Friday, November 20, 2009

More on Thought Experiments in the Classroom

This issue has been addressed before on ISW, but I would like to raise it again. I find it difficult to get students to see the relevance of thought experiments, even the less esoteric ones such as Singer's drowning child analogy in his argument for famine relief. Even if they come along for the first part of the ride, when I start adjusting the drowning child case to handle their objections to the analogy between it and the starving child, I start to lose them.

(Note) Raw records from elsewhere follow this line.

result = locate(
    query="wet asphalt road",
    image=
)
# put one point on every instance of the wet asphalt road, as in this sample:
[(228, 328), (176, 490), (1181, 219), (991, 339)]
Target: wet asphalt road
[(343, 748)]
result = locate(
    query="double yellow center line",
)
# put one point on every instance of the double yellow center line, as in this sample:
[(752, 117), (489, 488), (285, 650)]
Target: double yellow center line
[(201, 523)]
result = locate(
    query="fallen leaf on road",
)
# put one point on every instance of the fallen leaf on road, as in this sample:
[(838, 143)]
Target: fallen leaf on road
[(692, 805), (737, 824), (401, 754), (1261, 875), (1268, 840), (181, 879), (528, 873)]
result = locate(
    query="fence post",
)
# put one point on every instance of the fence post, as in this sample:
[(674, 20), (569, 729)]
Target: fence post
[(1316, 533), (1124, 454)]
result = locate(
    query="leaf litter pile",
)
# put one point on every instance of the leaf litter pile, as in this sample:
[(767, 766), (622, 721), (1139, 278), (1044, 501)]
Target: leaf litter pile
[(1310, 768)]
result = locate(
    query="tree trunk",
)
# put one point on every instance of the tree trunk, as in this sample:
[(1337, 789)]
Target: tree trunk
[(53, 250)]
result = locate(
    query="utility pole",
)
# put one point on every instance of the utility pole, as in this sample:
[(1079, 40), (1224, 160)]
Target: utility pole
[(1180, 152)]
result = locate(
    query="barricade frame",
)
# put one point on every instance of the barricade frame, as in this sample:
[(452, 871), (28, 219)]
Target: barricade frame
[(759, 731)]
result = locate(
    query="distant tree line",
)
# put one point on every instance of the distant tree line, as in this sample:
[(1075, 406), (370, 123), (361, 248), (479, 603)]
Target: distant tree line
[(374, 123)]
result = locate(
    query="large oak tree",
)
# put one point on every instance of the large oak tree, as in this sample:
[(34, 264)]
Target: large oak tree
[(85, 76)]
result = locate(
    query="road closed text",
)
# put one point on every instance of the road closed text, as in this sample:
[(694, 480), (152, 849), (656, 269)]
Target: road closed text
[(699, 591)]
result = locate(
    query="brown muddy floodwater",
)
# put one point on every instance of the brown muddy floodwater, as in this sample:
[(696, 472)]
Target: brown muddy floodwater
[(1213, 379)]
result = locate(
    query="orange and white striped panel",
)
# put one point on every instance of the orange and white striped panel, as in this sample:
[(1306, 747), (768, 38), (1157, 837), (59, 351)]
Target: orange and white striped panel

David Boonin and Graham Oddie's applied ethics anthology has a helpful discussion of the role and relevance of thought experiments (specifically, arguments from analogy) in the introduction. They discuss how to understand such arguments, how to criticize them, and the technique of appealing to variant cases. I have found summarizing and explaining their points to be somewhat helpful, but I'm interested in how others motivate and justify this form of argument in applied ethics to students who seem skeptical of the method.

4 comments:

  1. Hi Mike. I generally try to talk through the "so what" of the thought experiment and situate it within the theoretical issue. But I also encourage students to try to articulate problems they might have with the method, or specifically with nagging problems they have with specific thought experiments (say, Thomson's violinist).

    About adjustment: maybe the students are worried that there's a sort of ad hoc problem? (I can imagine that being a fair objection in some cases--e.g. how far can we get from reality before the particularly fantastic thought experiments seem lose their analogical force?)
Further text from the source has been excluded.